Solar week in review: Stormy spring skies

As with many recent weeks, news from the solar industry and market shows that solar is blooming despite facing pricing uncertainty and other challenges. While some places are enacting new programs to incentivize solar, some companies and projects are being threatened by a variety of factors, from a slow-moving turtle to falling module prices.

One of the places where falling prices most affected the solar market is Pennsylvania where the state’s solar renewable energy credit (SREC) market slumped because people adopted solar more quickly than expected. The SREC market was limited by how much solar power utilities were required to buy and when there was enough solar, the price of SRECs dropped. Now, the International Brotherhood of Electrical Workers (IBEW) Local 98 and others are supporting HB 1580, which would increase the amount of SRECs that utilities must buy, thereby, increasing the price of the credits, making solar more valuable.

Meanwhile Los Angeles is pushing forward with a solar feed-in tariff (FiT). The city’s CLEAN LA Solar program would create a 150 megawatt feed-in tariff for the city, making it the largest U.S. city to adopt a FiT. FiTs have been essential to the adoption of solar in Germany and elsewhere, although the rapid decline in PV pricing has led to quicker than expected adoption, which has forced governments to lower, and in some cases cease offering the FiT entirely.

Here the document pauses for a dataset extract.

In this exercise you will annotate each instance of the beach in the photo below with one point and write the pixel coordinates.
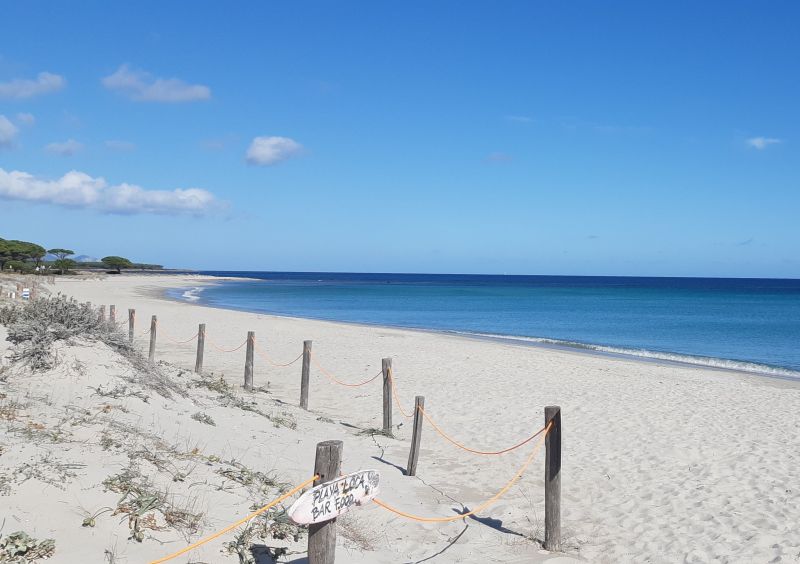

Another model to help bring solar to more people is group purchasing agreements. Eugene, Ore., is the latest town to use group purchasing (i.e., bulk buying) to make solar cheaper for its residents. The new Solarize Eugene effort was launched by the nonprofit Resource Innovation Group. Under the model, a preferred contractor is selected to educate the public about solar opportunities and those who want to go solar through the company will be able to get discounted modules based on how many people go solar through the program.

What’s proving to be the most popular options for homeowners to go solar are the third-party PV ownership models. Under such models homeowners don’t pay the cost of owning a PV array up front, they pay it over time, either as a direct lease payment or based on how much power the array produces. And a recent PV Solar Report study of the California market done with SunRun showed that 73.4 percent California homeowners going solar are choosing such options.

There’s no shortage on falling prices for solar, largely because production of silicon-based PV is nearly exceeding demand. But silicon-PV might start to lose market share, according to a new Lux Research report. The report found that silicon carbide and gallium nitride-based PV could comprise up to 22 percent of the PV market by 2020. The materials could be cheaper and more efficient than the current silicon-PV available today. Another novel PV material that’s gaining traction is organic PV. Cambridge’s Cavendish Laboratory recently produced organic PV cells with efficiency levels at 44 percent.

Organic PV offers a cleaner form of solar, but already companies are working to make their PV products as environmentally sustainable as possible. As such, the Solar Energy Industries Association (SEIA) and solar companies are developing the voluntary Solar Industry Commitment to Environmental & Social Responsibility. Under the commitment, participants will make sure they are operating ethically and cleanly. Such efforts will include end-of-life recycling programs and proper handling of hazardous materials.

The desert tortoise again is the centerpiece of environmental debate in California. The imperiled reptile has led Natural Resources Defense Council, Sierra Club and Defenders of Wildlife to sue the Department of the Interior (DOI) over its approval of the 663.5-megawatt Calico Solar Project of Bureau of Land Management-managed land near Barstow, Calif. The organizations contend that the project is on land with too many threatened species, chief among them the desert tortoise.